Shelves around one wall of the perimeter of the Conservatorie’s hanger contain dozens of intriguing scale models, most date from post-1980s, though there are a few from much earlier. Some are obvious production cars, others pure fantasy, all deserve a good look.
It’s now common-knowledge that the DS should have been powered by a horizontally-opposed six-cylinder boxer engine – air and water cooling were tried at the prototype stage – but instead ended up with an evolution of the old four-cylinder lump from generations of Traction models. What I didn’t know until seeing the Conservatoire was that Citroen explored a variety of different engines during the DS’s near 20-year life cycle. Among many DS on display, including the oldest known example (a prototype produced in July 1955), is a hard worked 1967 mule, powered by a supercharged, two-stroke 1.8-litre V4, with the compressor driven by an independent 200cc four-stroke engine. All intended to meet California’s proposed 1975 emission standards.

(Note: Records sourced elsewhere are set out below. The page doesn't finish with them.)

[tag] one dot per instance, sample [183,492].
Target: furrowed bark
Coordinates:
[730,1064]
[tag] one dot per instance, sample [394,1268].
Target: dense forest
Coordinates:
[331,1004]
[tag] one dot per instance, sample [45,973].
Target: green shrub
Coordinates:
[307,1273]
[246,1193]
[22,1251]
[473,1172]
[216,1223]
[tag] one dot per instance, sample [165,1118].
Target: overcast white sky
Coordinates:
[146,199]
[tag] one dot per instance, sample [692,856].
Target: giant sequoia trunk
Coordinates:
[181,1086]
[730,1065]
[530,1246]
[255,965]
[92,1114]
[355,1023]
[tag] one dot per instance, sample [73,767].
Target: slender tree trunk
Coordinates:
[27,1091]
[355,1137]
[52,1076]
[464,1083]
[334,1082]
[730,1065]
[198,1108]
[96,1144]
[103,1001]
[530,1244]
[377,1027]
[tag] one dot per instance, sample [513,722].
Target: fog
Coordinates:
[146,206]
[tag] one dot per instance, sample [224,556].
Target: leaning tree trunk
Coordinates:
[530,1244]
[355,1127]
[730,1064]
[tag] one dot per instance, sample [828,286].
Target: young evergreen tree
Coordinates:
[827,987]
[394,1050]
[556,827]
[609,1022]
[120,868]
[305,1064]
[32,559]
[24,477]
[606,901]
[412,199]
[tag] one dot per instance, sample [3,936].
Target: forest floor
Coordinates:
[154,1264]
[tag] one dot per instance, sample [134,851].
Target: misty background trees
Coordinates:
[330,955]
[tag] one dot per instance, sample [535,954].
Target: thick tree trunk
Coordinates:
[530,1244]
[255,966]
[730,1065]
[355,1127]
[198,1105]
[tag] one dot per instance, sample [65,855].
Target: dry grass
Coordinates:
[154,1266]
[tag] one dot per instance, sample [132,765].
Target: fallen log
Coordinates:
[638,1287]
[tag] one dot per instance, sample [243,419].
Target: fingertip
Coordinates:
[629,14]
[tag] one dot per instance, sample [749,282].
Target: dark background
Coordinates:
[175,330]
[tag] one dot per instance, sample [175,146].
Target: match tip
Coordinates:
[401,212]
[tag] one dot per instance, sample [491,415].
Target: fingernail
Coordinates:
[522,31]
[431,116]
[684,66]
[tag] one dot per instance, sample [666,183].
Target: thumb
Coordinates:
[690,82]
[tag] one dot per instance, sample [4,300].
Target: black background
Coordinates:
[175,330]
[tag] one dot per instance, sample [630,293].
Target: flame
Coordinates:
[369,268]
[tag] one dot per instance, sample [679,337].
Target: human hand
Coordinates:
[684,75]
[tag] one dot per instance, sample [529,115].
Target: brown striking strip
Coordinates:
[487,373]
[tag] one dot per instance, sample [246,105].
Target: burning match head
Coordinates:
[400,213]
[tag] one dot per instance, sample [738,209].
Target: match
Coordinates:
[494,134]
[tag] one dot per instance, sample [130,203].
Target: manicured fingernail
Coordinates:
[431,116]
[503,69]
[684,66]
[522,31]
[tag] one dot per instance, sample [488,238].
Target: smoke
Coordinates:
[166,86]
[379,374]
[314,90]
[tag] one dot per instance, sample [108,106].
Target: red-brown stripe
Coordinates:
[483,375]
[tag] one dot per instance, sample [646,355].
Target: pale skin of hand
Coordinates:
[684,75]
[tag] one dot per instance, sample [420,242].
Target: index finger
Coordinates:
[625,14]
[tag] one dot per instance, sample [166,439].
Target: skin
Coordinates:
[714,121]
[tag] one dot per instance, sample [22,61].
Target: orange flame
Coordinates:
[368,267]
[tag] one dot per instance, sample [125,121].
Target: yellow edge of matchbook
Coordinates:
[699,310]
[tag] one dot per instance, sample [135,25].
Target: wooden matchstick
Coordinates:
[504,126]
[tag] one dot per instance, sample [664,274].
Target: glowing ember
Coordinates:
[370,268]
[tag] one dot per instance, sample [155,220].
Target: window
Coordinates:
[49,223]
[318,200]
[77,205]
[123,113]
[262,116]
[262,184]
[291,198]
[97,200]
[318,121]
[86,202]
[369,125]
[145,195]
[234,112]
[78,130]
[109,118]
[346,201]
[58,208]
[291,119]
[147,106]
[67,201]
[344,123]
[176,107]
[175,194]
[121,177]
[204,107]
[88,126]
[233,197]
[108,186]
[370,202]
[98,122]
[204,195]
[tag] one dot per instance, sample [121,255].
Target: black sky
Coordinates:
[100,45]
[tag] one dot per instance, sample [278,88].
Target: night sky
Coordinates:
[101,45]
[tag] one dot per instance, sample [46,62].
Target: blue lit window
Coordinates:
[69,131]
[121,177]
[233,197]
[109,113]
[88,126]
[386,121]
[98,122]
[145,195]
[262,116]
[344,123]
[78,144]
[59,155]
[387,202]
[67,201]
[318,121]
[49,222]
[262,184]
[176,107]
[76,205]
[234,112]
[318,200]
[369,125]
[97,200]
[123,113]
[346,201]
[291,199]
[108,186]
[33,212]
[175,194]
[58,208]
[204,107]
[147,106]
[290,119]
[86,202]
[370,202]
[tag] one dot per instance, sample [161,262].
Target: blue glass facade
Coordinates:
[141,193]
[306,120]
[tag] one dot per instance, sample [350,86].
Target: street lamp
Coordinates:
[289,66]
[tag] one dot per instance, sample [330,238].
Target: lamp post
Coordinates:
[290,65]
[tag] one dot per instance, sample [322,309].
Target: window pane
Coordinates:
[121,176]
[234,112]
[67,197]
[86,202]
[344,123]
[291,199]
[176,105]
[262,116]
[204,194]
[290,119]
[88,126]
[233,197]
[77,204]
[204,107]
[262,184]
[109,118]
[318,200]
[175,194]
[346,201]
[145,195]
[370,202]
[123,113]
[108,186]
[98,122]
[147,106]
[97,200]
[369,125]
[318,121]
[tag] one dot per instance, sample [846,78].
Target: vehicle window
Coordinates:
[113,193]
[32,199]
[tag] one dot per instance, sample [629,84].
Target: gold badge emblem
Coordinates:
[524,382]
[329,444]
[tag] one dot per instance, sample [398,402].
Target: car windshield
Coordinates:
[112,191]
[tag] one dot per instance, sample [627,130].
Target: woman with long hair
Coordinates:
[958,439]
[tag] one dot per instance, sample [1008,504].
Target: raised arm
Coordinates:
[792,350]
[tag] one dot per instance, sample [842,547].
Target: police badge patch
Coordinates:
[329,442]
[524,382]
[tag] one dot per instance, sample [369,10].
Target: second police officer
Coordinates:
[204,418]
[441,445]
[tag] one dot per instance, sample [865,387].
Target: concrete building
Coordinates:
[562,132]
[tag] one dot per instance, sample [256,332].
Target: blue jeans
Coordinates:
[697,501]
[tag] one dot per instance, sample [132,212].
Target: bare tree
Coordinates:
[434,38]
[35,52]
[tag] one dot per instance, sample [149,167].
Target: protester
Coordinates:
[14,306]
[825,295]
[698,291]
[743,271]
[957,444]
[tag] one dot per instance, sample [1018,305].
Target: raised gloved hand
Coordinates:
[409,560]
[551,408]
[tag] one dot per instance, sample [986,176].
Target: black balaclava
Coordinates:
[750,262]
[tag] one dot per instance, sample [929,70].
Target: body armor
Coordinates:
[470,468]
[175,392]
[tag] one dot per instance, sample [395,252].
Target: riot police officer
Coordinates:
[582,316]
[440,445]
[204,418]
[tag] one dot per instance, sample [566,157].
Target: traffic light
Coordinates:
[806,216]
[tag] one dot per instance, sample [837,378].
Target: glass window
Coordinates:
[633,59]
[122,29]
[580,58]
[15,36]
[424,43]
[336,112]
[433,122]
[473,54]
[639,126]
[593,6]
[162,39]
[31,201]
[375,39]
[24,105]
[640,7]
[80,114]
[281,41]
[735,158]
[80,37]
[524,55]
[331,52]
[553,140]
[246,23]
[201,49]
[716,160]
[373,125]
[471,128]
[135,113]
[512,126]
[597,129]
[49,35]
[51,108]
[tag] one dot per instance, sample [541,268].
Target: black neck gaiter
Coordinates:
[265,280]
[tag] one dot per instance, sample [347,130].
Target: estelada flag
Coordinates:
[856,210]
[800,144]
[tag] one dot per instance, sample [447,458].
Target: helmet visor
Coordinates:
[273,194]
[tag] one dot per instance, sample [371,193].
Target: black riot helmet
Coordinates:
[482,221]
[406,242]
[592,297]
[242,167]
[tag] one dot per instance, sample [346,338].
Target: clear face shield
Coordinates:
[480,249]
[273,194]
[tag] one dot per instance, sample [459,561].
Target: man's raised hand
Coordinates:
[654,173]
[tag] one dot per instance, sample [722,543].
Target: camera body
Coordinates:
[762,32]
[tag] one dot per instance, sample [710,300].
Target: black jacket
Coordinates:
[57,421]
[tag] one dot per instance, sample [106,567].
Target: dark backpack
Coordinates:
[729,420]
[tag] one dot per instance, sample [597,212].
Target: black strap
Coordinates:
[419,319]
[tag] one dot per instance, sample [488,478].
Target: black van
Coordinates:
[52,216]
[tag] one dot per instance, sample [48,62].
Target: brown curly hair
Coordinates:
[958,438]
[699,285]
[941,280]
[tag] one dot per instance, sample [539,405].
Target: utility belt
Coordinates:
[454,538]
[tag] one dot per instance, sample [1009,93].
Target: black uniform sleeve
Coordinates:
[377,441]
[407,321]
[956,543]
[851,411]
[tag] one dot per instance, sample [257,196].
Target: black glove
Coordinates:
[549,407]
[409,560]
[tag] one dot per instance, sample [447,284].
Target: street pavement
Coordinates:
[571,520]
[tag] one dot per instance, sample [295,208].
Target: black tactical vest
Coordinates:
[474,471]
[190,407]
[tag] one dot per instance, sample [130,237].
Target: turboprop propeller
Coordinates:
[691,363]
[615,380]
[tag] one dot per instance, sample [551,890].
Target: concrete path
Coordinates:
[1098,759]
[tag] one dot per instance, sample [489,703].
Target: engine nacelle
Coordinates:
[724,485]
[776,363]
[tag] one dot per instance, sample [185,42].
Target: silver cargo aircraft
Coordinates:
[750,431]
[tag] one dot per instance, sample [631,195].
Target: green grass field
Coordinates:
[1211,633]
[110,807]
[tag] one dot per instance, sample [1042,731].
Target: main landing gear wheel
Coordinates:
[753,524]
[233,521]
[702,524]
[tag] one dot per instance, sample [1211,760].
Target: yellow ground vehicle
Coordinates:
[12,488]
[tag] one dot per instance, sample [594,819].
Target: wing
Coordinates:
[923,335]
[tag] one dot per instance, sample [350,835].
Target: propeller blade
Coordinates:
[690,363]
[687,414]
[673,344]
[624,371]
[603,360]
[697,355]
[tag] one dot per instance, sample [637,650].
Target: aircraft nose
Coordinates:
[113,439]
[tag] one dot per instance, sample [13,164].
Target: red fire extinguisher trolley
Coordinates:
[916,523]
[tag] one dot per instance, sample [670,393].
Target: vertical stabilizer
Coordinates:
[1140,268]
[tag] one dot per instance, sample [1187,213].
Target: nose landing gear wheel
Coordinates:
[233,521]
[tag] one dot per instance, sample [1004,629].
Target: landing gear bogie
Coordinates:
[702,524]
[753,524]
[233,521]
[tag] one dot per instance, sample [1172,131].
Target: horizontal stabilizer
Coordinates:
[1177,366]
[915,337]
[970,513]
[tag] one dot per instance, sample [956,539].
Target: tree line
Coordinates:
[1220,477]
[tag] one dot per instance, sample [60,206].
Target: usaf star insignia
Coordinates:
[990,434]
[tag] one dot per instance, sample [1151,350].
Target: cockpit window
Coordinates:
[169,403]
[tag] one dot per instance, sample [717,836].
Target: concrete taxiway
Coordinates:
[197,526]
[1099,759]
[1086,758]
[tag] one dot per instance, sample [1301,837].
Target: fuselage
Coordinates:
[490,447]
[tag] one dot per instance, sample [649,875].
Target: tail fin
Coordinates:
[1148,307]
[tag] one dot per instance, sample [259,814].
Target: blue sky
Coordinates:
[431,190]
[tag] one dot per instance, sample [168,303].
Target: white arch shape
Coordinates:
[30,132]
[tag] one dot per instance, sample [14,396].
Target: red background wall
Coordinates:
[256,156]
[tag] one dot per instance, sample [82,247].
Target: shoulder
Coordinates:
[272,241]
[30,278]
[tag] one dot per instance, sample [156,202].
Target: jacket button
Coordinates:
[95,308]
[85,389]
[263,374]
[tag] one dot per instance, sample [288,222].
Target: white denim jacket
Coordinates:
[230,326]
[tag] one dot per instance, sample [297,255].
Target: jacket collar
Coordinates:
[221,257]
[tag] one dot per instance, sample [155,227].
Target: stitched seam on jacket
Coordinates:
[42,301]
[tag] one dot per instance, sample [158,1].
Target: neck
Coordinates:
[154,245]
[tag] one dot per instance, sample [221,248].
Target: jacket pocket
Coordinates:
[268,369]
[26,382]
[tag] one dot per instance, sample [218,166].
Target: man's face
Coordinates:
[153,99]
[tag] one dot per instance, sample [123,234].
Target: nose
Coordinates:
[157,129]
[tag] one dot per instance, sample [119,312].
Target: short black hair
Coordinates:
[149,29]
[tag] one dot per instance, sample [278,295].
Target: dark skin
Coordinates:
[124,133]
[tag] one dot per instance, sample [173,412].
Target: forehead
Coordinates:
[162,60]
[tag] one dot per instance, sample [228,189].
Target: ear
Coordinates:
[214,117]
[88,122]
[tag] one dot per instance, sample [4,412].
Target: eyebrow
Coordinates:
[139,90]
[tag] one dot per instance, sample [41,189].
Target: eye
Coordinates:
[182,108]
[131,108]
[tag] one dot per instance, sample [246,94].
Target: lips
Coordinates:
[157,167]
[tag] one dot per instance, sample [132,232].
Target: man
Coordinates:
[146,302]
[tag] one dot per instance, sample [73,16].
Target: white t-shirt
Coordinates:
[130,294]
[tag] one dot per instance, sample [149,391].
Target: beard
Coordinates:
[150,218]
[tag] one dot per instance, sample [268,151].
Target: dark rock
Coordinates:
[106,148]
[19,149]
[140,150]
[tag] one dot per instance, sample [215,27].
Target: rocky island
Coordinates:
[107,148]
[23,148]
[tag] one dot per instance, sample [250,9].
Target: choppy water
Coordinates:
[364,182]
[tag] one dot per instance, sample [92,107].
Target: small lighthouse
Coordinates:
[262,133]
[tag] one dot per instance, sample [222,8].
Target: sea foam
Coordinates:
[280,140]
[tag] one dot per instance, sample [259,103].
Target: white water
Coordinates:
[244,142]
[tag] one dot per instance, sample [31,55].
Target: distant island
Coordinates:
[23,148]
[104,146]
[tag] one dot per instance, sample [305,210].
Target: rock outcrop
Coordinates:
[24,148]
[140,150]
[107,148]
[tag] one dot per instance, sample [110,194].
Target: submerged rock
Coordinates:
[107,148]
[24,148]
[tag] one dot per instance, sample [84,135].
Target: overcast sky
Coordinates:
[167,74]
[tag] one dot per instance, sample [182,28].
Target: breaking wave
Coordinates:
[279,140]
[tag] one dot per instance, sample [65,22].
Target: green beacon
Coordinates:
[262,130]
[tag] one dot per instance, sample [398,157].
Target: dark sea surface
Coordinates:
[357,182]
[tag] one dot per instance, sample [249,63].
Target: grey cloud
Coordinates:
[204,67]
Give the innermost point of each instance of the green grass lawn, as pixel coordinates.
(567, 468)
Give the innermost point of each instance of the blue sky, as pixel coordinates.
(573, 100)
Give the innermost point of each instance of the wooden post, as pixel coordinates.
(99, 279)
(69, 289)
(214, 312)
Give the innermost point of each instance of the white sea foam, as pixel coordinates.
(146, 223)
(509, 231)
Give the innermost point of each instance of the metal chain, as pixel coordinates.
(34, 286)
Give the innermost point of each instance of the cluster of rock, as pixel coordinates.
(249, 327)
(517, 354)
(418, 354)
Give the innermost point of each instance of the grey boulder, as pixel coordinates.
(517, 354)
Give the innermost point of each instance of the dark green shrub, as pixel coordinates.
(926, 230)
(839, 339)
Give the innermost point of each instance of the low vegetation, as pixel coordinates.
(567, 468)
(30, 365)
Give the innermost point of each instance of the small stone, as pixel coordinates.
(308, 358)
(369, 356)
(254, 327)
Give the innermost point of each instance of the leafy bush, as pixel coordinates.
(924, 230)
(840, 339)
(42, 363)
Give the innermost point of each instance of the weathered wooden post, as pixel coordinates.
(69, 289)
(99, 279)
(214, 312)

Other DS engine projects included a 2.1-litre 90deg sohc V6 and a 3.0-litre 90-degree V8. The coming of electronic fuel injection and development a new range of fours of up to 2.3-litres closed the internal debate.
The thread that binds all these wonderful cars together is creativity, imagination and genius. Is it too much to hope that the creation of DS as a standalone brand allows a true revival of Citroen’s authentic character, to push the boundaries of technology and style? Given that DS is now just one of a staggering 15 brands owned by Stellantis, sadly, I suspect that might be too much to hope for.
Imagine the product planning nightmare of rationalising platforms between such disparate brands as Abarth, Alfa Romeo, Chrysler, Citroen, DS, Fiat, Fiat Professional ie commercials), Jeep, Lancia, Maserati, Mopar, Opel, Peugeot, Ram, and Vauxhall. Forgetting, too, that Stellanis is playing catchup when it comes to development of electric cars.
Finally, I thought you might like to see a custom DS, styled by ex-Holden design boss Richard Ferlazzo, the bloke responsible for the beautiful Holden Efijy. Purist may cringe, but Richard says: I am a great admirer of the DS, as any car designer would be.
Frankly, the DS doesn’t need any help, but I have often mused over the idea of a Custom DS, EFIJY style. Chopped roof, extended body and billet wheels – voila!